Saturday, December 25, 2004

Holiday

Every year around the holidays, nearly everyone participates in actions that are similar to every previous year of their life. Whether it is propping up a tree or eating one’s mother’s cooking or watching “It’s a Wonderful Life”, there is an element of repetition to the holidays and “holiday” is general. The more important the holiday, the greater the repetition. On Labor Day, one may do something new, but on Christmas, Thanksgiving and Independence Day, it is the same old shit.

Holiday is ritual and it seems to provide function for society. Durkheim claims there are three major functions to ritual:

1) Links the individual to the social whole or to society.
2) Regulates individuals with binding standards of conduct, encouraging some things and discouraging others
3) Renews collective beliefs and sentiments.

Essentially, holiday is a form of conformity whether on a social level or a family level. By doing what everyone else does, one will become part of them and fit in. Now, despite the subject of a number of punk songs, conformity is good for the most part leading to positive things like reading, not murdering and using toilet paper. Of course, most people take conformity too far and become soulless readers of Cosmo and Maxim. If everyone jumps off a cliff and one does it too, one will be part of the idiot collective.

Conformity though is somewhat different from ritual in that conformity can actually be dynamic unlike ritual which appears to be static. The collective participates in new movements, fads and changes that the individual, despite one’s best efforts, must conform to (i.e. e-mail, cell phones, knowing who Paris Hilton is). Ritual, on the other hand, does not change or if it does, it does very slowly.

So, if conformity can offer a connection to society even when it changes, what is the function of ritual being static? Durkheim and I would assume that people that participate in the ritual think that there exist sentiments associated with those rituals and people want those sentiments to be static as well. For instance, with Christmas, people want goodwill and giving to remain in society. By continuing to celebrate Christmas, there is hope these sentiments will continue as well.
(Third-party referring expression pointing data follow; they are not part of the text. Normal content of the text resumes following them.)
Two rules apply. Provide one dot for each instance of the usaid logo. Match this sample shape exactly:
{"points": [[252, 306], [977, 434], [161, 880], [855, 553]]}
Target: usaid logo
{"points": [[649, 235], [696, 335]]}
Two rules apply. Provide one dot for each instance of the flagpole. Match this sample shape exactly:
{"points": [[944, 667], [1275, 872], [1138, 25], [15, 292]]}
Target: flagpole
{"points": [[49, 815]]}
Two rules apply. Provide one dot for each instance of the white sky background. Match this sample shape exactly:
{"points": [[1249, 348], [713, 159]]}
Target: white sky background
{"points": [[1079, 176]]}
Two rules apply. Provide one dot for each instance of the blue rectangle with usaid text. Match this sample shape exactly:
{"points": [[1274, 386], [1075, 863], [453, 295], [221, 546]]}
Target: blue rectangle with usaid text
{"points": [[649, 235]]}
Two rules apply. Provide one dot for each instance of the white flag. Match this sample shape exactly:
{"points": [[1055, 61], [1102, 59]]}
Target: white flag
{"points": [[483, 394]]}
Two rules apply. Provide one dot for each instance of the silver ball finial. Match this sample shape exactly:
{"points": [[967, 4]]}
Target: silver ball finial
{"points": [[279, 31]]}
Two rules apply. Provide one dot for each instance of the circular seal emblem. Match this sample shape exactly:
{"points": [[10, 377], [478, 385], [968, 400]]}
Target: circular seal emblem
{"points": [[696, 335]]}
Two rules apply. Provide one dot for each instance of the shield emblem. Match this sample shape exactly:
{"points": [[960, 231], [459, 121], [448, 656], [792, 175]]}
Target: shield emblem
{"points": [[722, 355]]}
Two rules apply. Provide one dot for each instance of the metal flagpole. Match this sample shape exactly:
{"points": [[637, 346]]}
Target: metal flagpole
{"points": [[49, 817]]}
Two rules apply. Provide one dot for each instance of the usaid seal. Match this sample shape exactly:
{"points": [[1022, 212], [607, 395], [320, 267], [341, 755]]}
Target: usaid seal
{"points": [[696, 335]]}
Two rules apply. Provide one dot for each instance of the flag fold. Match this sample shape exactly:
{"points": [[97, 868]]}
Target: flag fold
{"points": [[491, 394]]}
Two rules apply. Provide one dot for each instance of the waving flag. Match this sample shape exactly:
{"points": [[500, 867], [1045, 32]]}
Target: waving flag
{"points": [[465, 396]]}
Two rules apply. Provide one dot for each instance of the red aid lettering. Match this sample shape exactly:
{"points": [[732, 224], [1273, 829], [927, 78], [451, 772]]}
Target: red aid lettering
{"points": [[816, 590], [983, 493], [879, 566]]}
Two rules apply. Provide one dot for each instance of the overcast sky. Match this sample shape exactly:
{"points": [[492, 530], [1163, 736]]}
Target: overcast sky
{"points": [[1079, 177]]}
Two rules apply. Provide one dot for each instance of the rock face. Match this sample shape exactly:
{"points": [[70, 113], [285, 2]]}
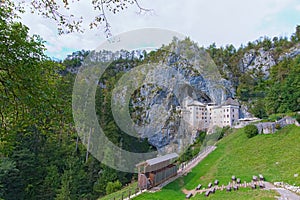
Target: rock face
{"points": [[260, 61], [189, 71]]}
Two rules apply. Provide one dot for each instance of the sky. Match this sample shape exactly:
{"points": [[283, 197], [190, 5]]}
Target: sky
{"points": [[205, 22]]}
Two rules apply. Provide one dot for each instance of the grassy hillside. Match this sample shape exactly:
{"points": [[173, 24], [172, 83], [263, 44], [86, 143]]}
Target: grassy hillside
{"points": [[275, 156]]}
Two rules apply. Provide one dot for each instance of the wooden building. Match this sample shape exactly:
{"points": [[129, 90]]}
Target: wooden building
{"points": [[155, 171]]}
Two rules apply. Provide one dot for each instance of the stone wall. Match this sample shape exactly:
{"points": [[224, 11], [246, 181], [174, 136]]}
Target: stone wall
{"points": [[270, 127]]}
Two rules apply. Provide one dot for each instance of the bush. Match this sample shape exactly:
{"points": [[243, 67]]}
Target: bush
{"points": [[298, 117], [113, 187], [251, 130]]}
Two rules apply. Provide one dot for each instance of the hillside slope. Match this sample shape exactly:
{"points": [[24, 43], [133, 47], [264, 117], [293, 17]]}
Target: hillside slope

Now, I think Durkheim is missing something. Rituals may exist under the guise of “remembering and maintaining the past”, but I theorize that the past never had those sentiments or if they did, they were weaker than today. Christmas is not to remember to the tradition of goodwill and giving, but is an attempt to implant those feeling into people by pretending it existed in the past. Families gather together not to remember and keep their relations, but to create a relationship that never really existed. This is not to imply that families do not have love. They do, but the love does not exist in the form that the holidays try to present it in. Essentially, holiday is not really maintenance of tradition, but an exercise in how one would like the present and future to be.